Entah kenapa tiba-tiba niat isengnya timbul.
“Nei, bare ser pa skumringen,” balas Kirana. Dia tahu pasti Alde akan kebingunan saat membacanya.
“Itu kamu ngomong apa Ay? Bahasa India?” Benar saja, Alde kebingungan membaca balasan pesan darinya.
“Katanya suka sama Norwegia? Tapi bahasanya aja gak tahu. Payah ah… Haha…” Balas Kirana. Ya dia membalas pesan Alde dengan Bahasa Norwegia. Tentu saja dia juga tidak bisa, hanya bermodalkan google translate saja.
“Ohh… iya, senja yang indah ya," balas Alde.
“Pasti barusan langsung buka google translate ya kamu beb? Hahaha… Payah ah.. Katanya mau ajak aku ke Norwegia buat lihat aurora, belajar bahasanya dong,” Kirana masih melanjutkan keisengannya.
“Kan bisa pakai Bahasa Inggris Ay,” Alde mencoba membela diri.
“Emang semua orang lokal sana bisa Bahasa Inggris? Orang kita juga banyak yang belum fasih Bahasa Inggris," serang Kirana lagi.
“Greit stor frue, jeg skal studere,” Alde tiba-tiba membalas dengan Bahasa Norway juga yang membuat Kirana tertawa geli.
“Besok kita ke optik ya, masalah lagu udah selesai ini tadi. Udah aku kirim ke Dwiki, semoga hasilnya bagus,” Alde memberi kabar tentang lagunya, dan Kirana sampai detik ini tidak tahu seperti apa lirik lagu yang dibuat oleh Alde.

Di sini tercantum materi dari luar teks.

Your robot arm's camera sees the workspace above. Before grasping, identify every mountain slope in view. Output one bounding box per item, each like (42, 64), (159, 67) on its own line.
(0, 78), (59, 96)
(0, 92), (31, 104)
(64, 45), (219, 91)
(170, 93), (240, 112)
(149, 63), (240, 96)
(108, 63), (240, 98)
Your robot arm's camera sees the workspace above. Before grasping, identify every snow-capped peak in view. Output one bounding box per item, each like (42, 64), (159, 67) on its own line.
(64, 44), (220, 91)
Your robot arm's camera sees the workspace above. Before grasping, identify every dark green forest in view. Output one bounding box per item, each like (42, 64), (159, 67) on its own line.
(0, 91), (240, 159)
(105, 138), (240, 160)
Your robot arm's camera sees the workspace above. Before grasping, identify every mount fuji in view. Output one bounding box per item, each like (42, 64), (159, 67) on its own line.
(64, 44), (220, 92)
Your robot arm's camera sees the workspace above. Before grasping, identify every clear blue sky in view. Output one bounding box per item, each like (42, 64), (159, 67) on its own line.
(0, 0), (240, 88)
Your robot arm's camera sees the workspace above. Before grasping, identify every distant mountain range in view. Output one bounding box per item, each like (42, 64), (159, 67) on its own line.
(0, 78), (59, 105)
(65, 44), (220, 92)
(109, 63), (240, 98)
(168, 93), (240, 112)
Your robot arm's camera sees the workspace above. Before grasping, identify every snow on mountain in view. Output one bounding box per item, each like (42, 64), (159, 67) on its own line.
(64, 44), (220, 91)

Katanya dia baru boleh tahu jika lagu itu terpilih menjadi dua terbaik, dan akan langsung diperdengarkan.
Kirana sendiri tidak yakin akan dapat mendengar lagu itu dengan baik. Dari pengalamannya dulu menggunakan alat bantu pendengaran sesungguhnya tidak banyak membantu. Yang dia rasakan hanya suara bising yang mengganggu telinganya dan membuatnya pusing. Apakah suara sebenarnya seperti itu? Entahlah dia sudah terlalu terbiasa dengan kesunyian.

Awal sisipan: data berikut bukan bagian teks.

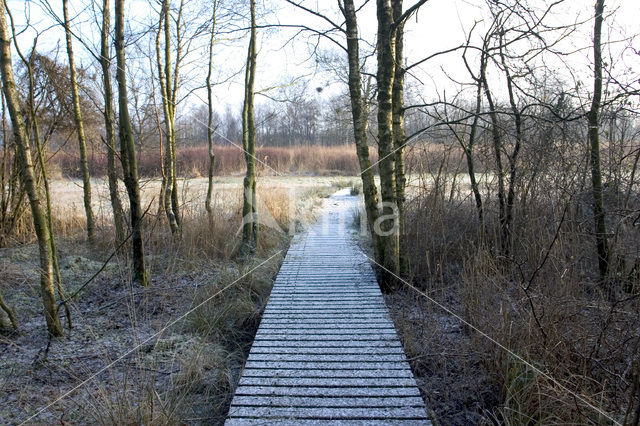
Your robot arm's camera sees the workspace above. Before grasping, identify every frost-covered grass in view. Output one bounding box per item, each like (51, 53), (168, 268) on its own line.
(0, 177), (352, 424)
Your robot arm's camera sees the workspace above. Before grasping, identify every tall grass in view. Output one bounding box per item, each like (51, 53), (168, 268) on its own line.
(49, 145), (377, 178)
(400, 149), (640, 425)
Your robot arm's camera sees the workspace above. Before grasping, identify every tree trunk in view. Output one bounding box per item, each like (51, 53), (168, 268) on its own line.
(100, 0), (126, 246)
(115, 0), (149, 286)
(392, 0), (407, 266)
(587, 0), (611, 292)
(241, 0), (258, 255)
(0, 293), (18, 331)
(23, 46), (73, 328)
(374, 0), (399, 291)
(0, 0), (62, 336)
(156, 0), (180, 234)
(480, 50), (508, 255)
(342, 0), (384, 263)
(62, 0), (95, 244)
(500, 37), (522, 256)
(204, 0), (218, 225)
(463, 75), (484, 229)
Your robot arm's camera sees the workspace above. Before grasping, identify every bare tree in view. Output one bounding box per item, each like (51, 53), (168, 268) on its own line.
(240, 0), (258, 255)
(587, 0), (611, 291)
(100, 0), (126, 244)
(204, 0), (218, 223)
(62, 0), (95, 244)
(115, 0), (149, 286)
(0, 0), (63, 336)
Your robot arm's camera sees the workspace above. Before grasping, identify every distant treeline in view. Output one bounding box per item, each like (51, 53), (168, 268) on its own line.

"Oke beb, besok aku tunggu ya," jawab Kirana.
"Oke ay, see you," tutup Alde.
"See you," Kirana menutup percakapan.
Kirana memutuskan untuk mematikan laptopnya. Dia terlanjur tidak berminat untuk melanjutkan pekerjaannya sore ini. Pandangan matanya yang mulai kabur membuatnya terganggu dan memutuskan akan melanjutkannya esok setelah dia mendapat kacamata barunya.
“Hmmmm Skumring (senja) yang indah, semoga membawa hari esok yang indah juga," harapnya dalam hati sembari memandangi temaram senja yang perlahan menghilang di ufuk Barat.
----------
Bagi mereka yang sebelumnya tidak pernah memakai kacamata minus secara rutin, pengalaman pertama menggunakan kacamata tidaklah mudah. Walaupun pandangan menjadi lebih jernih saat menggunakan kacamata, namun rasa pusing karena tak biasa melihat melalui lensa membuat pusing saat dipakai dalam waktu lama.
Belum lagi perasaan kurang nyaman di ujung mata dan hidung bagian atas yang terasa aneh karena ada benda asing yang menempel dalam waktu lama.